Rüzgar : Yakışıkmamış
Görkem: Hadi oğlum, hadi tatlım.
Rüzgar : Giyinmiceeeemmm
Ümit : (Kapıdan seslenir) Hadi ben çıkıyorum, byeee!
Rüzgar : Anneeee ben memelerimi de okula götürücem.
Görkem: Olmaz tatlım
Rüzgar : O zaman Mack’i götürücem.
Görkem: Olmaz Rüzgar’cım, bu gün oyuncak günü diil.
Rüzgar : Götürüceeeeemmmm! (Ağlamaya başlar)
Görkem: Hadi tatlım, hadi oğlum, hadi yavrum.
Yarım saatlik ikna çalışması ve telkinlerden sonra, buruşuk etekli, sinir krizinin eşiğindeki annesi ve Rüzgar dışarı çıkmayı başarırlar.
Rüzgar : Anneeeee, duuurrr!
Görkem: N’oldu?
Rüzgar: Geri git.
Görkem: Neden?
Rüzgar: Arabanın jantına bakıcam.
Mehter takımı gibi; iki ileri-bir geri, bu Toyota jantı, bu BMW jantı, “anne bana siyah Hummer al” diyaloglarıyla, beş dakikalık yol on beş dakikada alınır ve okulun kapısına varılır. Rüzgar ağlamaya başlar.
Rüzgar : Ühühühhüüh uvaaaaa!
Görkem: N’oldu tatlım?
Rüzgar : Ama ben simit alıcaktııımm!
Görkem: Simitçi gitti heralde bebeğim, geç kaldık ya sen yataktan çıkmak istemeyince. Ondan göremedik.
Rüzgar : Simit istiyoruuummm!
Görkem: Ben akşam getiririm sana olur mu?
Rüzgar : Şimdi getiiiirrr!
Simit olayının bahane olarak kullanıldığını anlamak için psikiyatri alanında ordinaryus profesör olmak gerekmediğini bilen Görkem, soğukkanlılığını korumaya çalışmaktadır.
Görkem: Ben geç kalıyorum tatlım, Hadi girelim içeri. Bak üşüdük.
Tepişe tepişe okulun kapısını çalarlar, kapı açılır.
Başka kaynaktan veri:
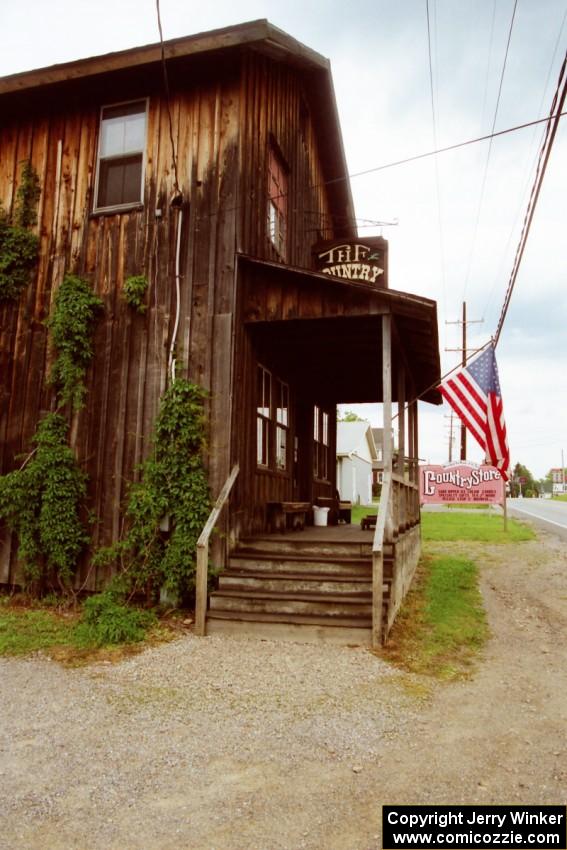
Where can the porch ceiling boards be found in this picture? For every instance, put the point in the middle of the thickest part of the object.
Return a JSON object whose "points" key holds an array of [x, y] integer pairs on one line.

Öğretmeni az önceki tantanayı duymuştur.
İlknur : Rüüzgaaarr, günaaydıınn!
Rüzgar : Homurhomurhomur..homur..homur…
İlknur : Biliyor musun, Doğu bilgisayarını burada bıraktı dün.
Rüzgar, sabahın köründen beri kanını kuruttuğu annesine arkasını dönüp bakmaya tenezzül bile etmeden “oleyyy!” diyerek merdivenlerden yukarı fırlar. Annesi hayalkırıklığının, öfkesinin ayırdına varamadan, “geç kaldım… geç kaldım” nidalarıyla dolmuş bulmaya çalışsa da nafiledir… Oğlunu daha üç yaşında, yataktan zorla kalkıp okula gitmek zorunda bırakan sisteme söverken farkeder… Vapur kaçmıştır… Huzur kaçmıştır… Neyse ki oğlu, sevildiği, güvendiği kollarda diye teselli olur. Saat henüz sabahın dokuzudur… Ve Görkem yorgundur…
her sabah bizim evde de benzer şeyler yaşanıyor…yalnız olmadığımı bilmek güzel..geçicek di mi bu terribble two sendromu? atlatabileceğiz di mi? ne dersin?
bu arada kaan sürekli rüzgardan bahsediyor..oğlumun ilk bestfriend i..çok tatlılar..iyi ki varlar…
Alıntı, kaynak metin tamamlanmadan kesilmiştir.